On Mon, 23 May 2016, Nick Dokos wrote:

"Charles C. Berry" <ccbe...@ucsd.edu> writes:

TL;DR: Org babel headers give excellent control over what gets run,
when it gets run, and how. Users should use them. Don't reset
`org-export-babel-evaluate'.

...

[snip]


Frankly, I do not see why users would want to mess with o-e-b-e except
in unusual cases - like debugging a complicated document, where having
Babel changing things around could just make things harder.


OK - but then users need guidance that says "don't do that!". Can we add a
big warning to the doc for o-e-b-e?


Seems like a good idea.


If there is a use case for a capability that is not well supported by
existing headers it would be good to have an example.

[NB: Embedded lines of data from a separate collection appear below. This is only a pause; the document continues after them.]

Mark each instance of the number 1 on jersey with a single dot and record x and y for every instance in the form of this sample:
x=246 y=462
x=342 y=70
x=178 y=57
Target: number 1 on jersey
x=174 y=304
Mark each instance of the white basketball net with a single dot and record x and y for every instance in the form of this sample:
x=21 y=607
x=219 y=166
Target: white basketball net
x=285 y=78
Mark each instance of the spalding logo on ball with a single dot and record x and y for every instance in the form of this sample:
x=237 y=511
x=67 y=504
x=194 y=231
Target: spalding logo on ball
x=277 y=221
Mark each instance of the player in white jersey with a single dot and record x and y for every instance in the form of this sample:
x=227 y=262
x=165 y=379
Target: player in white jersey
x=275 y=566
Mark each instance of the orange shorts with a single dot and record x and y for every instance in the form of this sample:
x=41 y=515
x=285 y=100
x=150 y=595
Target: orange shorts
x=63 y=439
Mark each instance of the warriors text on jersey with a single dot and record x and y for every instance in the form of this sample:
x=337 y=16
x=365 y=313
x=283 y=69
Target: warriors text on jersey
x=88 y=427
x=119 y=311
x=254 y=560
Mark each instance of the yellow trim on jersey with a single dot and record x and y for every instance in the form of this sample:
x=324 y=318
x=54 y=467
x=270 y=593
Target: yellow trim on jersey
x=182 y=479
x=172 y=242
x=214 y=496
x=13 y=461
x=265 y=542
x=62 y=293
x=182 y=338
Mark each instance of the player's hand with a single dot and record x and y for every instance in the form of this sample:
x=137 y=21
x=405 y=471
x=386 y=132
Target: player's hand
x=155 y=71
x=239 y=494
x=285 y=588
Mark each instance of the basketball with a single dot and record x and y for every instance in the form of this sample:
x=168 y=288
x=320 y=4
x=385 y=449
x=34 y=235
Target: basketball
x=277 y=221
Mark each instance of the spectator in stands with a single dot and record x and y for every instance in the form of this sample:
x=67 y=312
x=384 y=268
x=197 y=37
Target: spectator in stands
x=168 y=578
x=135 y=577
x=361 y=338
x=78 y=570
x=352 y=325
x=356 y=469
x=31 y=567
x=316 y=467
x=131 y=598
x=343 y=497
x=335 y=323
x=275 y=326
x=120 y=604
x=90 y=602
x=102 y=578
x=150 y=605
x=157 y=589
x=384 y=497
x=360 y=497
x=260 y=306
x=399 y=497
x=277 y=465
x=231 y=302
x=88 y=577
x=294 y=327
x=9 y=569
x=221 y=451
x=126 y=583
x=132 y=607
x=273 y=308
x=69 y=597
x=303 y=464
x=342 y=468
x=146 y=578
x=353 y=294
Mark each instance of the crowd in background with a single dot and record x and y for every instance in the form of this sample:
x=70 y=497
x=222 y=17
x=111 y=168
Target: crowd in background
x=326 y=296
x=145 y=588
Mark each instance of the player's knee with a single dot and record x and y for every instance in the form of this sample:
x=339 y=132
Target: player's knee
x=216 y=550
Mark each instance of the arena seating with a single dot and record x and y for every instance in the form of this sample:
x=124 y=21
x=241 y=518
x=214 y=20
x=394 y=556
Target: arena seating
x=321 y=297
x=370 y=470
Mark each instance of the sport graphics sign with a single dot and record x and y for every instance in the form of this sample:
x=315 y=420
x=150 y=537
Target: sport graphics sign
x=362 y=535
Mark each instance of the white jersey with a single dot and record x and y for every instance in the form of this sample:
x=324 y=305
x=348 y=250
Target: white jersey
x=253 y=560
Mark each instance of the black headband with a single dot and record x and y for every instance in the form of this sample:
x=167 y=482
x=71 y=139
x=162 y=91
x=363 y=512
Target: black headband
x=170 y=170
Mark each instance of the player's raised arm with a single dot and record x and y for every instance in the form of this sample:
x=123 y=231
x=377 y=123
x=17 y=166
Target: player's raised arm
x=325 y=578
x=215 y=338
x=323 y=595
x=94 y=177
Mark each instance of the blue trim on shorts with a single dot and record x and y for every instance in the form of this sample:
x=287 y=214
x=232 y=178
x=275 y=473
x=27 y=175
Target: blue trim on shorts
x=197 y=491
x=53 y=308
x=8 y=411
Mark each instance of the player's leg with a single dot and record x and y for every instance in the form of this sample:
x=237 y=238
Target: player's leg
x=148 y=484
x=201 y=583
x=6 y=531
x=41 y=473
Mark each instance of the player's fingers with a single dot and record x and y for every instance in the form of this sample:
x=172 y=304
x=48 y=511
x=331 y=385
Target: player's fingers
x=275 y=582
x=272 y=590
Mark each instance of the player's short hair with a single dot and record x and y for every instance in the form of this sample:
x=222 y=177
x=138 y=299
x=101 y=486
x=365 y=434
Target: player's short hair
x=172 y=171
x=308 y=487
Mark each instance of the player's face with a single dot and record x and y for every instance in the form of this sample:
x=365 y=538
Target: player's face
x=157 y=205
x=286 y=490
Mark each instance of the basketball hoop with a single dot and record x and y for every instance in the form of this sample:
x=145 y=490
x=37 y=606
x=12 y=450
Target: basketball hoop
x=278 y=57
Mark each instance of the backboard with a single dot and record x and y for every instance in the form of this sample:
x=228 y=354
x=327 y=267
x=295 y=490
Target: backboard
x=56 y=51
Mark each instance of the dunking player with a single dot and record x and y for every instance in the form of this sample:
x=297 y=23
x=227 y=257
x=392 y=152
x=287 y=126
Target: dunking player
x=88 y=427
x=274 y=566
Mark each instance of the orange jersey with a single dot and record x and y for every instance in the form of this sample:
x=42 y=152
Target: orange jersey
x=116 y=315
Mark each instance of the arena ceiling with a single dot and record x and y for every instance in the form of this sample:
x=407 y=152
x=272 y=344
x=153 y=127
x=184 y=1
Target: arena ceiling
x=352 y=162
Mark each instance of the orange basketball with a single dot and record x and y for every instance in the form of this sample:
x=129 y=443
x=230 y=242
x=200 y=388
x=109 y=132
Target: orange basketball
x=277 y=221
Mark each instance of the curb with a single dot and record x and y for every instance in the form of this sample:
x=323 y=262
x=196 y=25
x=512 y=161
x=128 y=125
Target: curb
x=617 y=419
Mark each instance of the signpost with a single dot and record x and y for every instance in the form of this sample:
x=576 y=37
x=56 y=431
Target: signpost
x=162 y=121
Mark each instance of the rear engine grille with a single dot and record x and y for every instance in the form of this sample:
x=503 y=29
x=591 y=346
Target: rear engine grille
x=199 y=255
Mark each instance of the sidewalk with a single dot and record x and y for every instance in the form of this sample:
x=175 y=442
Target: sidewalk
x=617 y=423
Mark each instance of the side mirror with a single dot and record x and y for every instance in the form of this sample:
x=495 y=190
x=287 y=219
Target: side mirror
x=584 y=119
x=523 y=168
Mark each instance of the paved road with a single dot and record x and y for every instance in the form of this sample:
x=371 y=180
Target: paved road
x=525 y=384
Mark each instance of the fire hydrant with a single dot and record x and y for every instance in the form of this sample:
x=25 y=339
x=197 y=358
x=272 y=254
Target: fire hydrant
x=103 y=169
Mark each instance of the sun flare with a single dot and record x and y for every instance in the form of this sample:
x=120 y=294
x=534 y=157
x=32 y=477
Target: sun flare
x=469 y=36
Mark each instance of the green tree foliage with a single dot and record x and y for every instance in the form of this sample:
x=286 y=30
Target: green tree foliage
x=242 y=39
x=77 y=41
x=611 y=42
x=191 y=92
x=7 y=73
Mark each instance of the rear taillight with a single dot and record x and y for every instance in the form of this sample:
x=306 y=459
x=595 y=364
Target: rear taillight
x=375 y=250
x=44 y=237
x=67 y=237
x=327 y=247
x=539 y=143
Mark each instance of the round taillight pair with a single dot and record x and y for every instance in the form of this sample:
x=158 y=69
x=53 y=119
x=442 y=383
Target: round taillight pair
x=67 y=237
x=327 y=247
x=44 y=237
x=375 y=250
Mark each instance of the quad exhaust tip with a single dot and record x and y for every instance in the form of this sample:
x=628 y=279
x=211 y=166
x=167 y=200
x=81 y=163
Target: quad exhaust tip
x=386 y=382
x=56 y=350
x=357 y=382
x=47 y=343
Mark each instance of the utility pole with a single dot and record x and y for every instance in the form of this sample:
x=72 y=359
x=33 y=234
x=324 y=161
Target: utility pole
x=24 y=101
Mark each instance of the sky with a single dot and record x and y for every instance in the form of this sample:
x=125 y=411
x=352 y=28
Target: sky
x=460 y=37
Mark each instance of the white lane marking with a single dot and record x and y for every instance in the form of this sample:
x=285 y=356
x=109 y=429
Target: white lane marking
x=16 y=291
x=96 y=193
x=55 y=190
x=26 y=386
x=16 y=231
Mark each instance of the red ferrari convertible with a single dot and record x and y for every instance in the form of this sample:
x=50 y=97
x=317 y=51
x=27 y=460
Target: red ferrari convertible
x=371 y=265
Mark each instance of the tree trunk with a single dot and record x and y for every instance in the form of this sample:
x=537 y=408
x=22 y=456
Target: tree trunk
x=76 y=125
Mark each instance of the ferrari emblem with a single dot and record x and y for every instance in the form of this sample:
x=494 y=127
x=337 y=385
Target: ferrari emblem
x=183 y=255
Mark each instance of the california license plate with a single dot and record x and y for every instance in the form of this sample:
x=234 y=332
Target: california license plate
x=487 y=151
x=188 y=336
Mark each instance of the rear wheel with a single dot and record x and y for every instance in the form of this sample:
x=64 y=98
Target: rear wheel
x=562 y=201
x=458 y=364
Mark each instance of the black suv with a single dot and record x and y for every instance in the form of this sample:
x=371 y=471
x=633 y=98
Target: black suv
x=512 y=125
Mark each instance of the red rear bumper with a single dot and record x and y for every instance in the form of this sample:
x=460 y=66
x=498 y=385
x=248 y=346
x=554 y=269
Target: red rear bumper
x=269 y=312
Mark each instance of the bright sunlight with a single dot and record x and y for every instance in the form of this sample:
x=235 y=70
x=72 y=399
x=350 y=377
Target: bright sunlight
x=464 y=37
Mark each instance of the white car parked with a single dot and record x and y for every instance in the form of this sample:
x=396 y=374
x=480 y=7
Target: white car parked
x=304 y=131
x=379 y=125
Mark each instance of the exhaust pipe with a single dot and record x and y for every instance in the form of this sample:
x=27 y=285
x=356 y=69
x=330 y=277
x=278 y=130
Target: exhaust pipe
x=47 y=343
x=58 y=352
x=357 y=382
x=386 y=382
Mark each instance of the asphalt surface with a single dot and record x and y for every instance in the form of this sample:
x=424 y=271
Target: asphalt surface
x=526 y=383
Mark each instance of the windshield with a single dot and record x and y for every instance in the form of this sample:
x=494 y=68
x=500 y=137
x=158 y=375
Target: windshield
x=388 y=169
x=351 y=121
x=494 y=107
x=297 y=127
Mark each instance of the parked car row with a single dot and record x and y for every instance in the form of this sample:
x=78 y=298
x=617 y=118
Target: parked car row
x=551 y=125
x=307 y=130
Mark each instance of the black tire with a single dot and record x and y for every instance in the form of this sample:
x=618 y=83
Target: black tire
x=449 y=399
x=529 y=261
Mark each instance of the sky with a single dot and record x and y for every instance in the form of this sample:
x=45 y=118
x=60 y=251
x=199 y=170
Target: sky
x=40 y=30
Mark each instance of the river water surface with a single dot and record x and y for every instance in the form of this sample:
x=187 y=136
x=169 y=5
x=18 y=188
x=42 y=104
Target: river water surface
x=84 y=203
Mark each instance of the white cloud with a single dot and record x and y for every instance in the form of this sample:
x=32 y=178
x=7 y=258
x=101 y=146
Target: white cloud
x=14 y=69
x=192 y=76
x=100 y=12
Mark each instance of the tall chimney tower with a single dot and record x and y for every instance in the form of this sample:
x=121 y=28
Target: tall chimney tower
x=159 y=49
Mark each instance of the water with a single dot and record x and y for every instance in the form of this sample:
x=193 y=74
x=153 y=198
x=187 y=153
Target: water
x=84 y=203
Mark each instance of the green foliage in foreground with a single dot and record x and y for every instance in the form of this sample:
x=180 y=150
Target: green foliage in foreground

There's the use case that John describes: I've evaluated everything,
checked everything, I'm ready for export, I don't want babel to touch
the results - and I have a million blocks, so I'd rather have a global
setting than go in with individual headers.

If you've covered this in a previous reply, please ignore me: I've only
paid intermittent attention to the thread, so apologies for missing a
big chunk of what has gone on before in the thread.


Kinda covered it before, but just to elaborate. This line

#+PROPERTY: header-args :eval never-export

will allow interactive execution via the `org-babel-execute-*' functions. So you can redo one src block, all src blocks in a subtree, or all src blocks in the buffer as you would with `:eval yes'. But on export, it acts like `:eval no'.

And of course, the global setting can be overridden by the headers on
individual src blocks, so finer control is possible.